Они всегда говорили на общую им тему: о том, каким путем пойдет дальше традиция культуры, о хрупкой и столь часто искажаемой красоте, завещанной нашим заботам Аттикой и Тосканой. Франция оказалась на высоте; она сумела удержать стиль и воспитать известную школу вкуса. Есть ли у Пруссии такие качества, которые давали бы ей право на такое наследство? «Может быть, — повторял с надеждой Ницше, — война эта преобразит нашу прежнюю Германию; я вижу ее в своих мечтах более мужественной, обладающей более решительным, более тонким вкусом».
— «Нет, — отвечал ему Якоб Буркхардт, — вы все время думаете о греках, в характере которых война, действительно, воспитывала добродетель. Современные войны слишком поверхностны; они не достигают глубины, ничем не исправляют буржуазного нерадения к жизни. Они случаются слишком редко, и впечатление от них быстро сглаживается; о них скоро забывают; мысли не останавливаются на них». Что же отвечал на это Ницше? Письмо к Эрвину Роде обнаруживает перед нами, что он еще не составил себе определенного мнения по этому вопросу. «Меня очень занимает вопрос о ближайшем будущем, — пишет он, — мне кажется, я усматриваю в нем черты видоизмененного средневековья. Спеши же уйти из-под влияния этой чуждой культуры Пруссии. Лакеи и попы вырастают в ней, как грибы, и наполняют своим чадом всю Германию».
Якоб Буркхардт жил уже давно только среди своих книг и воспоминаний о прошлом; он привык к своей грусти, и она уже более не тяготила его. В качестве скромного протеста против увлечений своих современников он прочел лекцию об «Историческом величии». «Не принимайте за истинное величие, — сказал он базельским студентам, — тот или иной военный триумф, торжество какого-нибудь государства. Сколько было могущественных держав, забытых историей и по справедливости достойных такого забвения. Гораздо реже можно видеть историческое величие; оно заключается всецело в творчестве людей, которых мы, за неимением более подходящего слова, совершенно не исчерпывая и не проникая в глубину их натуры, называем великими людьми. Так, неизвестный строитель оставил человечеству Notre Dame de Paris, Гёте подарил нам «Фауста», Ньютон — свой закон о солнечной системе. Только в таких делах и заключается истинное величие». Ницше был на этой лекции и аплодировал Буркхардту. «Буркхардт, — пишет он, — становится последователем Шопенгауэра…» Но его пыл не удовлетворяется несколькими умными словами. Ницше не может так скоро отказаться от лелеянной им надежды — спасти отечество от того морального падения, которое, по его мнению, ему угрожало.

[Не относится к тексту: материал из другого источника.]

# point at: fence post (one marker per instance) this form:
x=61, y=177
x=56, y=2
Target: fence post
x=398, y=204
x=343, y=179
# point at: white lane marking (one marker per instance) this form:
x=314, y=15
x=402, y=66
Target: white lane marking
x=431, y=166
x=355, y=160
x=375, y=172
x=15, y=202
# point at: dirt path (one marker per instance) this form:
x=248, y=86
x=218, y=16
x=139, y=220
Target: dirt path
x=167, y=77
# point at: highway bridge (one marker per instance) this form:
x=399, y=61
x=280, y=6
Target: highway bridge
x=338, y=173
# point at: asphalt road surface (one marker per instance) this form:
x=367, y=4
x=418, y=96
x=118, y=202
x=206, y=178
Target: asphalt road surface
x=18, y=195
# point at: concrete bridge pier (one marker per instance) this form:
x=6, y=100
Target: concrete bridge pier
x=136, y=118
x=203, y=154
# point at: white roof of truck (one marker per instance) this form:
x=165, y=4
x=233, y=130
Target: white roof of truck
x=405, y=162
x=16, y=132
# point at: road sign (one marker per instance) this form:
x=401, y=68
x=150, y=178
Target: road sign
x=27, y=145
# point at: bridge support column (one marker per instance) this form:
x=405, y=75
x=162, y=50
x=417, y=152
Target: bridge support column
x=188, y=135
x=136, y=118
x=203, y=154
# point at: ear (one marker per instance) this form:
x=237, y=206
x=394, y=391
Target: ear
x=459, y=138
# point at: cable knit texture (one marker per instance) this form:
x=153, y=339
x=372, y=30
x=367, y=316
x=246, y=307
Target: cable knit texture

Как поступить при таких обстоятельствах?.. Перед Ницше стоял тяжеловесный, чуждый всякому беспокойству народ, приниженный демократией, противный всякому благородному порыву. Как велико должно быть искусство, чтобы сохранить среди него идеал, стремление к героизму и ко всему возвышенному. Ницше строит план настолько смелый, настолько крайний, что долго не решается открыть его кому-нибудь и хранит его про себя. Рихард Вагнер был занят в то время постройкой Байройтского театра, где он с полной свободой мог проявить свое эпическое творчество. У Ницше рождается смелая мысль — создать такое же учреждение, только в другой области: ему хочется основать философский семинарий, где бы его молодые друзья — Роде, Герсдорф, Дейссен, Овербек и Ромундт — могли бы собираться и жить вместе, свободные от труда и административной опеки и под руководством нескольких учителей обсуждать проблемы современности. Таким образом, общий очаг искусства и мысли поддерживался бы в самом сердце Германии, вдали от толпы, от государства и традиционного мышления. «Придется уйти в монастырь», — писал он в июле Роде; через шесть месяцев эта идея снова вырастает в его голове. «Современный анахоретизм, — читаем мы в его заметках, — это, без сомнения, самое странное зрелище, порожденное эпохой победоносной войны; ведь это свидетельство полной невозможности жить в согласии с государством».